By default, xargs reads newline-separated input values.

Flags :

Flag Usage
-I pattern Replace pattern with values piped into xargs (example)
-n n Pop n arguments at a time from the list to feed utility
-P n Execute at most n parallel instances of utility. Defaults to 1. (source).
-n should be specified when using -P or there is a risk of firing only 1 instance of utility.

Example :

tar all files of the current directory :

find . -maxdepth 1 -type f | xargs tar cf archive.tar

Download all URLs listed in a file (source) :

cat urlList.txt | xargs wget -c
This example, albeit quite functional, is actually deprecated by wget's -i.
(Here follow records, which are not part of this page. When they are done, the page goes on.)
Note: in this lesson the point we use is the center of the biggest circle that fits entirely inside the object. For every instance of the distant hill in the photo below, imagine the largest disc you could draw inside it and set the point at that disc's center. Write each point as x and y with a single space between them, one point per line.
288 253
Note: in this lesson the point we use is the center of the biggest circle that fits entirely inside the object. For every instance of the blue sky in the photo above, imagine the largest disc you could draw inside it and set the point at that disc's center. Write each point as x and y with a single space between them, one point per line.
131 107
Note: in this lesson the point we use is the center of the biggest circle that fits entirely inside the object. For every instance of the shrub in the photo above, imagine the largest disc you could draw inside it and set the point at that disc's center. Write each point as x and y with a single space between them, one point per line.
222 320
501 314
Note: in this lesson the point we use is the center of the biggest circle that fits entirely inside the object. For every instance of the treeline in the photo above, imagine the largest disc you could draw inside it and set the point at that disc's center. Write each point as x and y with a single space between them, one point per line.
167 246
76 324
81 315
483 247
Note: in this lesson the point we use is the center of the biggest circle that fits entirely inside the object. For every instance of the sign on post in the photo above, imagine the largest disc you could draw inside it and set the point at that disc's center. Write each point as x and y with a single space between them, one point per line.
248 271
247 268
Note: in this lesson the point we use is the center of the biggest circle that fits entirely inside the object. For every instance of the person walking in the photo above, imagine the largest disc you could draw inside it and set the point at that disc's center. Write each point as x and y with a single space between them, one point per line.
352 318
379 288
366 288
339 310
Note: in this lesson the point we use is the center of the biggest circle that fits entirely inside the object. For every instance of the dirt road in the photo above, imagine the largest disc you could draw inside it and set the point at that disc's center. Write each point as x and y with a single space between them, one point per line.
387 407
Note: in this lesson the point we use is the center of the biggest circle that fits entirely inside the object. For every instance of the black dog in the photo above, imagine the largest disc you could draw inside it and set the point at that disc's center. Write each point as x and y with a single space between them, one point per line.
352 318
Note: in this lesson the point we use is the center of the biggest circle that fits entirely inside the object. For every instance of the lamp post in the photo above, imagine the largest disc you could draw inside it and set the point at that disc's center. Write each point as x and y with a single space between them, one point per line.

Archive the n latest files matching pattern :

ls -t *pattern* | head -n n | xargs tar cfz /path/to/archive.tgz

Cannot umount a filesystem because of open files ? Kill, kill, KILL !!! :

Killing so many processes this way is VERY! BAD!. Do this only if :

  • these processes are started at boot time
  • AND you can not switch to a lower runlevel
  • AND you can not stop them all
  • AND you plan to reboot shortly
  • AND (many other reasons to convince you this is a bad thing )

lsof /mnt/myFilesystem | awk '{print $2}' | sed '1d' | xargs kill -15

How to use the values piped to xargs into its sub-command ?

for i in {1..5}; do echo $i; done | xargs -I pattern echo 'this is line pattern.'

Looks like xargs substitutions have precedence over Bash.
To use values more than once :

for i in {a..e}; do echo $i; done | xargs -I whatIWant sh -c 'echo -n "I can say \"whatIWant\"."; echo " And I can say it even louder : \"$(echo whatIWant | tr '[:lower:]' '[:upper:]') !\""'

sh -c 'someCommand' above means "run someCommand within the /bin/sh shell". Some "advanced" commands / flags / options may not be available in this shell. Consider bash -c 'someCommand' then.